Lanka's tea prices to gain from galloping oil prices
by Elmo Leonard
Sri Lanka's tea exports could gain from the now trend of galloping
oil prices, because the Middle Eastern and Commonwealth of Independent
States (CIS) who purchase around 70 percent of the island nation's tea
shipments, are oil producers with benefiting economies. The success the
country continues to make in securing multilateral regional and
bilateral trading arrangements, will also boost tea prices, the Sri
Lanka Tea Review, 2005, by Forbes and Walker Tea Brokers (Pvt) Ltd says.
The Sri Lanka tea industry would have to face many challenges during
the year, the report says.
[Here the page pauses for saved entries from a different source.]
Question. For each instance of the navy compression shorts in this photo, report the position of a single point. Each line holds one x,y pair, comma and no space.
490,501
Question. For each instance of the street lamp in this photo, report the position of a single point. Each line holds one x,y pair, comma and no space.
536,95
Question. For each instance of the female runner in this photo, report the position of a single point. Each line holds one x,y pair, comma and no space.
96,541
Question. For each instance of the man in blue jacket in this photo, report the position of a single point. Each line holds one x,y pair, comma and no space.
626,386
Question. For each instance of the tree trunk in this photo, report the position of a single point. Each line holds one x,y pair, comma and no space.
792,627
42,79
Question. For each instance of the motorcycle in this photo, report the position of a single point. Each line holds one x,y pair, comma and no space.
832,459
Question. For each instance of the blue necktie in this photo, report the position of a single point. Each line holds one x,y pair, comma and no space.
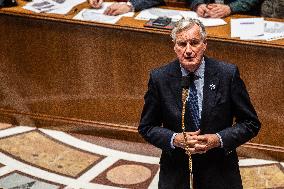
192,120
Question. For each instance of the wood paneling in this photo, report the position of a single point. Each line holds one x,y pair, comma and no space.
91,78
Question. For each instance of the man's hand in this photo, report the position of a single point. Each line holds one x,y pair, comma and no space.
117,9
95,3
198,144
192,140
202,10
207,142
218,10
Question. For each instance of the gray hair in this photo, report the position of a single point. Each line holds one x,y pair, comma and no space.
186,23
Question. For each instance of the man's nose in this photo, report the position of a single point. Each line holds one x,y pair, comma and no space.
188,48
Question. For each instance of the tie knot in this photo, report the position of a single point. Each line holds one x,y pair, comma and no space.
191,77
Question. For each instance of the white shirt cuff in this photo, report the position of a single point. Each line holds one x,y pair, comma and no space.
172,141
221,141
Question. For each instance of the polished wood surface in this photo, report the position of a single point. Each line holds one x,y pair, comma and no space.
90,77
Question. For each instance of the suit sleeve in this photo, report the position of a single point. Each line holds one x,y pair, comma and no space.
145,4
246,124
150,127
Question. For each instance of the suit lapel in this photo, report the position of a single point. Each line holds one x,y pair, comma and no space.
175,82
210,89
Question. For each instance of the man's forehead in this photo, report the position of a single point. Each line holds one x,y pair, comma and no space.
189,33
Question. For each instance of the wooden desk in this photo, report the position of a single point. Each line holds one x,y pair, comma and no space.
91,78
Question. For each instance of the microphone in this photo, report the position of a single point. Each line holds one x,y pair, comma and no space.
185,82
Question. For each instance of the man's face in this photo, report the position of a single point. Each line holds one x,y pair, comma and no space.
190,48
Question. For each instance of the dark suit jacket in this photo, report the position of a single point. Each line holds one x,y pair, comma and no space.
229,102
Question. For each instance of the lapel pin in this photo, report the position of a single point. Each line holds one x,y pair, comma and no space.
212,87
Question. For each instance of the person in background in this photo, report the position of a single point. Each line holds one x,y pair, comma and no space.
272,8
124,7
224,8
218,116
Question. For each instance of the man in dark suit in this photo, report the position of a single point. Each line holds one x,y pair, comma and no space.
225,116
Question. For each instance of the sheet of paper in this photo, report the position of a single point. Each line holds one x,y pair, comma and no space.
176,15
97,15
272,31
212,21
247,27
154,13
52,6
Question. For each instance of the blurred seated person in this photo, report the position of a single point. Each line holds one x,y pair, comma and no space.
124,7
272,8
224,8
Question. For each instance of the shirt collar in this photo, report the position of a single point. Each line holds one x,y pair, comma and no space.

Among them being the country's emphasis to
produce teas of high quality, while managing its production levels.
Another challenge is the European Union requirement for all suppliers of
tea to be HACCP compliant. Also, to be a party to the Ethical Tea
Partnership (ETP), becoming a requirement, so that producers could keep
abreast of international competition.
Another important factor that might influence tea prices is the
likely variation in the exchange rates. The Sri Lankan rupee was
relatively stable against the US dollar during 2005 in the aftermath of
the tsunami, but is now likely to divert to the patterns of
depreciation, of the past. This would in turn strengthen the Colombo
auction tea prices in rupee terms.
Kenya, Sri Lanka's arch rival in tea exports, volumewise, has
reported a crop shortfall of 25 percent for the first quarter, against
the corresponding months of 2004. This factor, combined with the low
crop intake during the first quarter, made way for liquoring small leaf
teas to account for record price levels of $3 to $4 per kilogram, during
that quarter.
However, with the high tea output expected during the second quarter,
tea prices of all categories are likely to fall considerably,
particularly, for the mediocre and poor flavoured teas. The high carry
over of stocks, YoY building up to over 50 million kilos, in 2006, may
also weigh the production factor against price.
With the Mombasa auction in Africa, having limited availability, UK,
Egypt and Pakistan were compelled to look towards other origins and
India and Sri Lanka were the beneficiaries.
Meanwhile, during 2005, Colombo continued to fetch the highest
average cumulative prices, averaging $1.85 per kilo, followed by Kolkota
- $1.57, Mombasa - $1.47, Guwahati - $1.36, Chittagong - $1.20, Cochin -
$1.19, Jakarta - $1.02 and Lime - $0.92.